The compact crossovers segment in Europe has been growing briskly in recent years, but in the first quarter of 2019 that growth has stalled as the segment grew by just 1% to 476.000 sales. That means it now makes up 11,7% of the total Euorpean car market, up from 11,1% in 2018. We’ve separated the tables of the compact and midsized crossover segments but still feature them in one post and in one graph as the models in these classes are so close to each other in size and there are so many different opinions on which models belong in which of these segments. Combined, sales in these segments are down 1,5% to 14,2% of the total European car market, and VW Group improves its share of these segments to 23,7% while Renault-Nissan is down to 20,6% and PSA grows to 18,8% of these segments combined, for a whopping 63,1% share by just three manufacturers. The traditional class leader Nissan Qashqai loses a significant chunk of its advantage over its rivals with a loss of 18% and almost 3 percentage points of share. The Volkswagen Tiguan in 2nd place is also down, but by just 4% while the #3 Peugeot 3008 sees stable sales and therefore closes in on its two rivals. The Ford Kuga loses more than a fifth of its sales and is knocked off its 4th place by the Toyota C-HR, up 13%. The C-HR also passes the two South-Korean players Hyundai Tucson and Kia Sportage, both down by double digits. The Renault Kadjar, freshly facelifted, is down 4% and feels the Skoda Karoq and Opel/Vauxhall Grandland X breathing down its neck.

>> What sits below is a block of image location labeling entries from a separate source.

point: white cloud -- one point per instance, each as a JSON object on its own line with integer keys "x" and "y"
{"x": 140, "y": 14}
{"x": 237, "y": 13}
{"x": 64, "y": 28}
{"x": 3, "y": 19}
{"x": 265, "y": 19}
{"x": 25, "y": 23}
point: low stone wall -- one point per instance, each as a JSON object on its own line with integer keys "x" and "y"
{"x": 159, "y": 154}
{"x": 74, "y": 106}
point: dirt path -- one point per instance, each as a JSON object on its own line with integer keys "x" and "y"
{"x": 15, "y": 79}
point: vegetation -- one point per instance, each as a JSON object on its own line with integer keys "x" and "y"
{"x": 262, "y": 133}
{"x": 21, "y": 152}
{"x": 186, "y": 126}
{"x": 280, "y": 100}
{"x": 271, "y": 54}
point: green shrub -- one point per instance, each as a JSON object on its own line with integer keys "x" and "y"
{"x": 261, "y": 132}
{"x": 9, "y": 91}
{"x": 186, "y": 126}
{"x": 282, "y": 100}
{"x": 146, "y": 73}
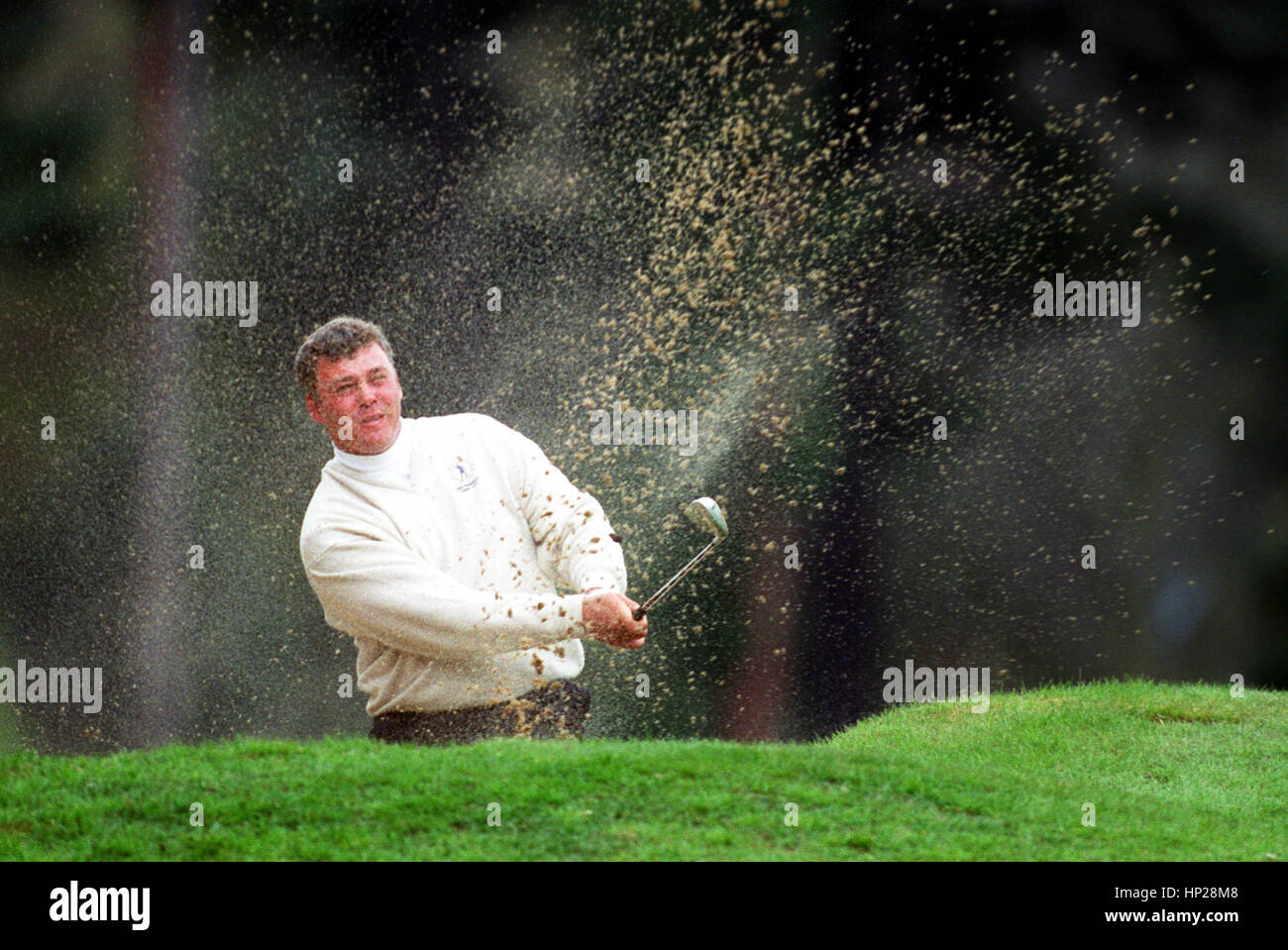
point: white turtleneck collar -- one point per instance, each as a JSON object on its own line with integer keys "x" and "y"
{"x": 394, "y": 460}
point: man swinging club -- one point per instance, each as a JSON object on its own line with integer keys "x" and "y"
{"x": 441, "y": 546}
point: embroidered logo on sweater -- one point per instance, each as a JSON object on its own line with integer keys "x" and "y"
{"x": 467, "y": 479}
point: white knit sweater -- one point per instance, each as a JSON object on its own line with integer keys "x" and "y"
{"x": 445, "y": 558}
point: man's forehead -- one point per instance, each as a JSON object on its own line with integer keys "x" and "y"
{"x": 370, "y": 357}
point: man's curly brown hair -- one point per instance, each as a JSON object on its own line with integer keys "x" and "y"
{"x": 338, "y": 339}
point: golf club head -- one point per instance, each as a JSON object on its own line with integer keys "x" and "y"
{"x": 707, "y": 515}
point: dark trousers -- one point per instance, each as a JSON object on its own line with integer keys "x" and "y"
{"x": 555, "y": 709}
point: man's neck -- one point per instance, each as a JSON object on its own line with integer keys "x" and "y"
{"x": 380, "y": 461}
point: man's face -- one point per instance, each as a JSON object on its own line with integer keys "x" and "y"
{"x": 359, "y": 400}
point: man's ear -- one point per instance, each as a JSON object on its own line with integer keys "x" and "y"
{"x": 314, "y": 409}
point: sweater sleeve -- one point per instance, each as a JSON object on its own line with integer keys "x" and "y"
{"x": 378, "y": 588}
{"x": 567, "y": 524}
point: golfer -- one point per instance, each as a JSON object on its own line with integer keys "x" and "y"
{"x": 441, "y": 546}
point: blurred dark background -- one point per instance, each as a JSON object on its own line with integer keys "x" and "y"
{"x": 516, "y": 170}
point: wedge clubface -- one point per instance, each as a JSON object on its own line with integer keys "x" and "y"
{"x": 706, "y": 515}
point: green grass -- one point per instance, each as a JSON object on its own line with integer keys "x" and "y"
{"x": 1172, "y": 772}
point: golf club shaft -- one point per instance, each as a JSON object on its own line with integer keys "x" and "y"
{"x": 643, "y": 607}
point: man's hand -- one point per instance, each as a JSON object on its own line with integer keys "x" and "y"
{"x": 608, "y": 618}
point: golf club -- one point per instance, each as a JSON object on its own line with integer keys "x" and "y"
{"x": 706, "y": 515}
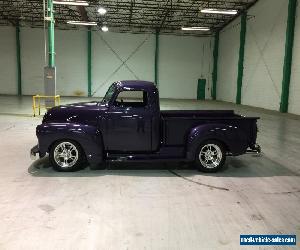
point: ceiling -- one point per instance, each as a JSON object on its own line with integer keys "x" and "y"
{"x": 130, "y": 16}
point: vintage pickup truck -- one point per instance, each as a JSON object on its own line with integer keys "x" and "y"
{"x": 128, "y": 125}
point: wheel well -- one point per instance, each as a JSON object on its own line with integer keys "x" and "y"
{"x": 66, "y": 139}
{"x": 226, "y": 148}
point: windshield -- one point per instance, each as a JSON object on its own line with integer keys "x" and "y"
{"x": 109, "y": 93}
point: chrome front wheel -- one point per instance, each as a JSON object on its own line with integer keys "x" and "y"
{"x": 66, "y": 156}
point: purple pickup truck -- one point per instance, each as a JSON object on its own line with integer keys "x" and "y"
{"x": 128, "y": 125}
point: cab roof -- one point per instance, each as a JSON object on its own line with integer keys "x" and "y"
{"x": 136, "y": 84}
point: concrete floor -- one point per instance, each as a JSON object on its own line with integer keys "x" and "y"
{"x": 146, "y": 206}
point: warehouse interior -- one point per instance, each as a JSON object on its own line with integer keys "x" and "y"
{"x": 248, "y": 54}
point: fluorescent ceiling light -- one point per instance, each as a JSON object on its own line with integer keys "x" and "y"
{"x": 219, "y": 11}
{"x": 102, "y": 11}
{"x": 196, "y": 28}
{"x": 81, "y": 23}
{"x": 104, "y": 28}
{"x": 65, "y": 2}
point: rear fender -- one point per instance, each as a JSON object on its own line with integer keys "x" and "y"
{"x": 233, "y": 138}
{"x": 89, "y": 137}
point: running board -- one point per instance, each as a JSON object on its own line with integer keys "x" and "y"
{"x": 142, "y": 157}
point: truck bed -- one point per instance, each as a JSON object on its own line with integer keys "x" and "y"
{"x": 176, "y": 124}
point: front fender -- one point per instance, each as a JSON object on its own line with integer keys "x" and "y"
{"x": 89, "y": 137}
{"x": 231, "y": 136}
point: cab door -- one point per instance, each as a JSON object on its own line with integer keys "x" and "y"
{"x": 128, "y": 122}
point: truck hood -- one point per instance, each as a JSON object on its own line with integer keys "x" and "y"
{"x": 82, "y": 112}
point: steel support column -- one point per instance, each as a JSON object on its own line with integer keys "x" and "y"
{"x": 89, "y": 62}
{"x": 19, "y": 68}
{"x": 51, "y": 51}
{"x": 156, "y": 57}
{"x": 287, "y": 66}
{"x": 241, "y": 57}
{"x": 215, "y": 67}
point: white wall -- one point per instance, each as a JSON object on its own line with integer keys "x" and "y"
{"x": 32, "y": 61}
{"x": 264, "y": 54}
{"x": 71, "y": 62}
{"x": 182, "y": 61}
{"x": 106, "y": 66}
{"x": 294, "y": 100}
{"x": 229, "y": 44}
{"x": 8, "y": 61}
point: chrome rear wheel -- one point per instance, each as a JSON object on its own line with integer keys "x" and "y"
{"x": 210, "y": 156}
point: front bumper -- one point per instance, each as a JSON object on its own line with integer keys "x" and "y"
{"x": 255, "y": 149}
{"x": 34, "y": 151}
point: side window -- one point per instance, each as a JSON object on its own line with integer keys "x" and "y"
{"x": 131, "y": 98}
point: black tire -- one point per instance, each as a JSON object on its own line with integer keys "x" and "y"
{"x": 101, "y": 166}
{"x": 73, "y": 151}
{"x": 213, "y": 156}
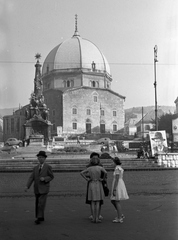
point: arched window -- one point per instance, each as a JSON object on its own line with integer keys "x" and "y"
{"x": 74, "y": 110}
{"x": 93, "y": 84}
{"x": 74, "y": 124}
{"x": 88, "y": 111}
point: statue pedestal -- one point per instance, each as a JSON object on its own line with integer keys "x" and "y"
{"x": 36, "y": 140}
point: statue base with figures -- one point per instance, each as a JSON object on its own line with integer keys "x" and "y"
{"x": 36, "y": 140}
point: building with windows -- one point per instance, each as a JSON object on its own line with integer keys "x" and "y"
{"x": 77, "y": 89}
{"x": 76, "y": 83}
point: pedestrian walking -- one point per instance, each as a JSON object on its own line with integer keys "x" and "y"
{"x": 118, "y": 191}
{"x": 94, "y": 175}
{"x": 41, "y": 176}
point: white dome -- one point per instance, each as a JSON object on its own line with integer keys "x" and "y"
{"x": 75, "y": 53}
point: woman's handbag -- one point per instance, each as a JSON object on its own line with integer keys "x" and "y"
{"x": 105, "y": 188}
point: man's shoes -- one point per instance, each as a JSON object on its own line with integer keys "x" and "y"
{"x": 37, "y": 222}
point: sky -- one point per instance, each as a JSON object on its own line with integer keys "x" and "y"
{"x": 126, "y": 32}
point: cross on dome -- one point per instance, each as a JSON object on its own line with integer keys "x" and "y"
{"x": 76, "y": 29}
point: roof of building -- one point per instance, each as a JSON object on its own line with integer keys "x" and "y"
{"x": 85, "y": 87}
{"x": 76, "y": 53}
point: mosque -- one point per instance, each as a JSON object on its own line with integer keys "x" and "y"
{"x": 72, "y": 94}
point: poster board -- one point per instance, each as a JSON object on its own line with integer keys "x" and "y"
{"x": 158, "y": 142}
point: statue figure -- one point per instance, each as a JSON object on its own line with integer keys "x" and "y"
{"x": 27, "y": 113}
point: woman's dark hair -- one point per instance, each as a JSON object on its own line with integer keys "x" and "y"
{"x": 117, "y": 161}
{"x": 94, "y": 154}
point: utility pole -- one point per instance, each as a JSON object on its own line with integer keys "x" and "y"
{"x": 155, "y": 86}
{"x": 142, "y": 127}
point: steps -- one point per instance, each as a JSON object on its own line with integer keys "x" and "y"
{"x": 24, "y": 159}
{"x": 71, "y": 164}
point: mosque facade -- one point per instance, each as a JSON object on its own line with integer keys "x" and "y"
{"x": 76, "y": 82}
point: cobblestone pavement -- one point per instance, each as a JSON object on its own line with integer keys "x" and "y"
{"x": 151, "y": 212}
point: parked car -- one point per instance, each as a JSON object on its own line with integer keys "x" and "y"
{"x": 13, "y": 142}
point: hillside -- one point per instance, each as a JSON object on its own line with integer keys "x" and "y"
{"x": 130, "y": 113}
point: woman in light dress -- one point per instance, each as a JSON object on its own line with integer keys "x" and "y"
{"x": 95, "y": 193}
{"x": 118, "y": 191}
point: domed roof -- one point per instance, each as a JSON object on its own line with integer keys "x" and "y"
{"x": 75, "y": 53}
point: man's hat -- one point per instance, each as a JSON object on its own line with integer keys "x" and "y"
{"x": 42, "y": 153}
{"x": 158, "y": 135}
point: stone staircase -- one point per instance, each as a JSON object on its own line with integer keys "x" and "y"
{"x": 24, "y": 159}
{"x": 72, "y": 164}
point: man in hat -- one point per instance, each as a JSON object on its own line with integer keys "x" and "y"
{"x": 159, "y": 143}
{"x": 41, "y": 176}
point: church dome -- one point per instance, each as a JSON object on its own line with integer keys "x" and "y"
{"x": 76, "y": 53}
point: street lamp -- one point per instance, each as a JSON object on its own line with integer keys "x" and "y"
{"x": 155, "y": 86}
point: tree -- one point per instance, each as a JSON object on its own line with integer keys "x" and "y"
{"x": 165, "y": 122}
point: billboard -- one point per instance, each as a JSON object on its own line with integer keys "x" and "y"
{"x": 158, "y": 142}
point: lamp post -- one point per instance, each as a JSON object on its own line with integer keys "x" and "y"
{"x": 155, "y": 86}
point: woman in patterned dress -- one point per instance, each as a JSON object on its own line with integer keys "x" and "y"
{"x": 118, "y": 191}
{"x": 92, "y": 174}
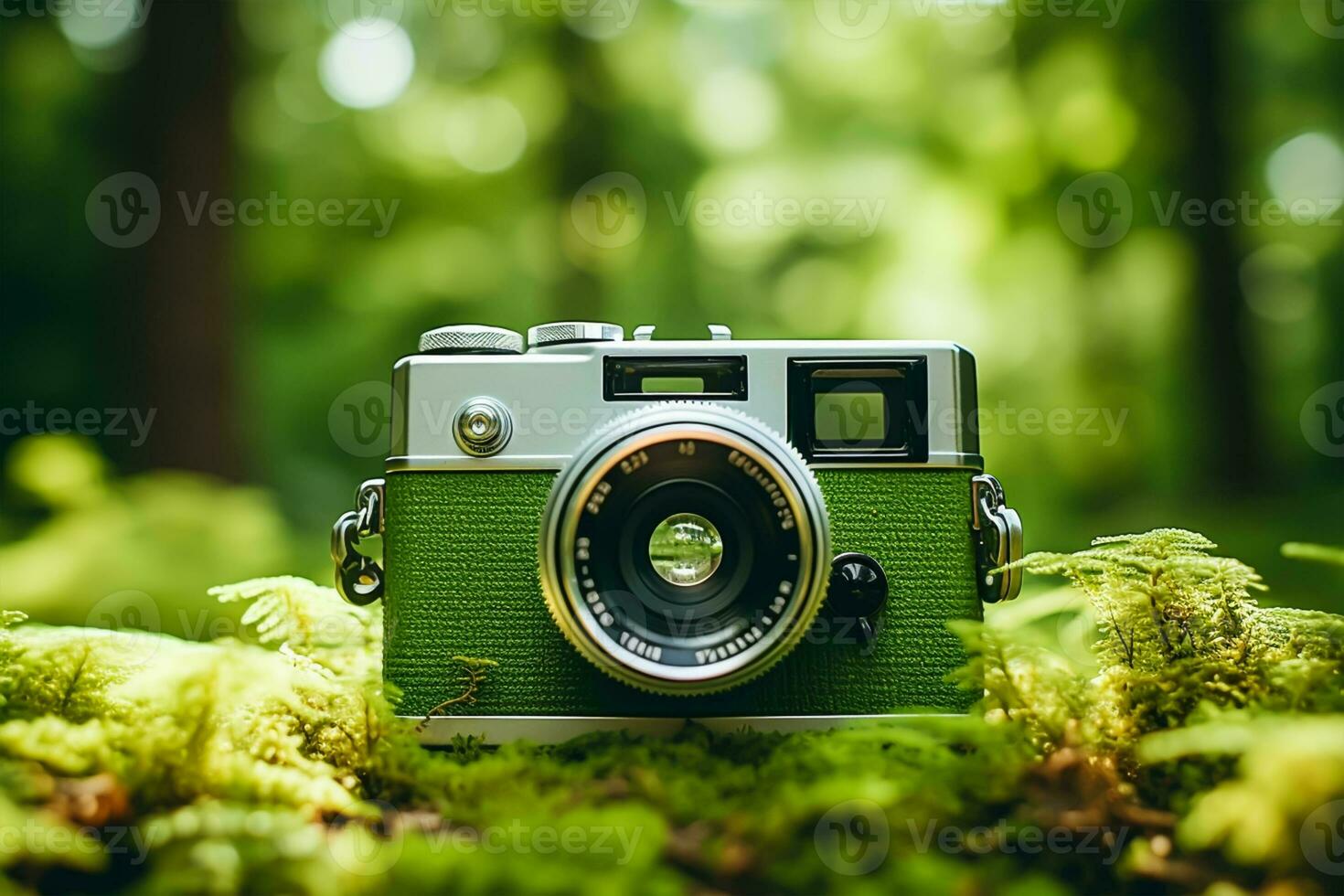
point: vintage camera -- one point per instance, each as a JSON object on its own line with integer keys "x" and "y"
{"x": 637, "y": 532}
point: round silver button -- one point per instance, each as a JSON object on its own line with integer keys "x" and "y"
{"x": 464, "y": 338}
{"x": 562, "y": 332}
{"x": 483, "y": 427}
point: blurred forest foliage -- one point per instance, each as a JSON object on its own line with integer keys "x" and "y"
{"x": 492, "y": 123}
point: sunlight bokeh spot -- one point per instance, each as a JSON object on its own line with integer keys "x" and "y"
{"x": 1307, "y": 174}
{"x": 368, "y": 71}
{"x": 485, "y": 133}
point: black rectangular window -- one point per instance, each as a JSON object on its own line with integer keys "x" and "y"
{"x": 720, "y": 378}
{"x": 859, "y": 410}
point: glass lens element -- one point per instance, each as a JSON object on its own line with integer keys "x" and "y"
{"x": 686, "y": 549}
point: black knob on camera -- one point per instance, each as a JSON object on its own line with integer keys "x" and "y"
{"x": 858, "y": 592}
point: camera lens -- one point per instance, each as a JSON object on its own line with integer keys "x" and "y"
{"x": 684, "y": 549}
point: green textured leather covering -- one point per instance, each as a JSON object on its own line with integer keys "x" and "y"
{"x": 460, "y": 552}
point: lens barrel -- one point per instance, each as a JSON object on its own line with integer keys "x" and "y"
{"x": 684, "y": 549}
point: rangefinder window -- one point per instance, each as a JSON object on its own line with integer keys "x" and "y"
{"x": 859, "y": 410}
{"x": 718, "y": 378}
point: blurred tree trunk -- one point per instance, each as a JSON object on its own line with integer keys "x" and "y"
{"x": 1227, "y": 421}
{"x": 585, "y": 155}
{"x": 182, "y": 91}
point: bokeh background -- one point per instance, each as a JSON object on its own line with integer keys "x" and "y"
{"x": 1021, "y": 176}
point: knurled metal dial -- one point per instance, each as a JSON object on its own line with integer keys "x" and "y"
{"x": 562, "y": 332}
{"x": 472, "y": 337}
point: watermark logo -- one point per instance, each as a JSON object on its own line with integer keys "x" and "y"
{"x": 132, "y": 12}
{"x": 852, "y": 19}
{"x": 125, "y": 612}
{"x": 1323, "y": 838}
{"x": 854, "y": 837}
{"x": 360, "y": 418}
{"x": 1108, "y": 844}
{"x": 366, "y": 19}
{"x": 123, "y": 209}
{"x": 1326, "y": 17}
{"x": 1097, "y": 209}
{"x": 1323, "y": 420}
{"x": 112, "y": 422}
{"x": 611, "y": 209}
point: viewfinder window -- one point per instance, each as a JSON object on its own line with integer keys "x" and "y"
{"x": 859, "y": 410}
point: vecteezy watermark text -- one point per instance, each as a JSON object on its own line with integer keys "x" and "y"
{"x": 125, "y": 209}
{"x": 114, "y": 422}
{"x": 137, "y": 11}
{"x": 860, "y": 19}
{"x": 611, "y": 209}
{"x": 855, "y": 837}
{"x": 1097, "y": 209}
{"x": 1029, "y": 840}
{"x": 375, "y": 17}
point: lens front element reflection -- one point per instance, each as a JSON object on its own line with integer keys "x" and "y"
{"x": 686, "y": 549}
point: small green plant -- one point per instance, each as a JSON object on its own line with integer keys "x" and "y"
{"x": 474, "y": 673}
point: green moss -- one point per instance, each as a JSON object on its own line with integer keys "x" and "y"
{"x": 1183, "y": 750}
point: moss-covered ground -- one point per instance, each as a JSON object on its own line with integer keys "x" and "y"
{"x": 1147, "y": 729}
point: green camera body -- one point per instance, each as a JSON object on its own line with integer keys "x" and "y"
{"x": 606, "y": 534}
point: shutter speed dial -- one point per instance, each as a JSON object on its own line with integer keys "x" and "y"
{"x": 471, "y": 338}
{"x": 562, "y": 332}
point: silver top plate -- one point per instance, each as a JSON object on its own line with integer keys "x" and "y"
{"x": 555, "y": 397}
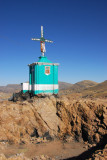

Note: clicking on the model name opens the sales data page for that model; clicking year in the legend turns the display for that year on/off
The Seat Ateca and Jeep Compass move past the Mazda CX-5 which is down 15%. Mazda is launching the CX-30 this year, positioned just below the CX-5. We welcome the Citroën C5 Aircross to the charts, which is still in startup mode and hasn’t shown its true potential yet. Considering the success of its platform siblings 3008 and Grandland X, the C5 Aircross is destined to claim a healthy share of the segment, but a top-10 position in this competitive environment will be tough. The Mitsubishi Eclipse Cross is struggling to gain even 2% share of the class, although its polarizing styling probably also stands in the way of high volumes. The Subaru XV, despite still being relatively fresh, is already down 14%, while the new generation Jeep Wrangler is on track for a record year for the iconic nameplate. At the bottom of the ranking, the Hyundai Nexo arrives as Europe’s only hydrogen-only crossover, with 55 sales still an absolute niche model but also a showcase of the technological prowess of the Koreans.
In 2019 we won’t see a lot of product news, except for a next generation SsangYong Korando (of which an all-electric version is planned) and perhaps MG will bring the HS to its UK dealers.
The midsized crossover segment has been growing at lightning speed in recent years due to an influx of new players to the class. However, this growth has stalled in the first quarter of 2019 with a decline in deliveries of 11% to just over 100.000 units. The main victim (or culprit) of this downfall is the Renault-Nissan Group as the former #2 of the segment segment (in 2016 and 2017) Nissan X-Trail loses two thirds of its volume as the brand was unprepared for the WLTP standards and had to stop sales of some versions. Its platform sibling Renault Koleos is down by almost half and will be updated later this year. This leaves the X-Trail in 7th place and the Koleos in 9th, with a combined 8,4% share of the segment, compared to 19,2% in Q1 of 2018. The top-3 is turned upside down from 2018, with the Skoda Kodiaq taking the top spot while the former leader Peugeot 5008 is relegated to third place with a loss of 18%. The Toyota RAV4 maintains its #2 spot as the new generation has arrived in showrooms. Big winner in the segment is the Mitsubishi Outlander, thanks to its PHEV version which has a take rate of 74% as plug-in hybrids are due for a comeback. The Volkswagen Tiguan Allspace is down 4% and distances the Honda CR-V, down 14% as the new generation is still gaining traction. The hybrid version of that model should help it reach new heights in terms of sales. The Seat Tarraco arrived in the first quarter and hasn’t shown its true potential yet, but considering it’s a poorly disguised but cheaper copy of the Tiguan Allspace but without the VW logo, it should be able to reach about half of that model’s sales.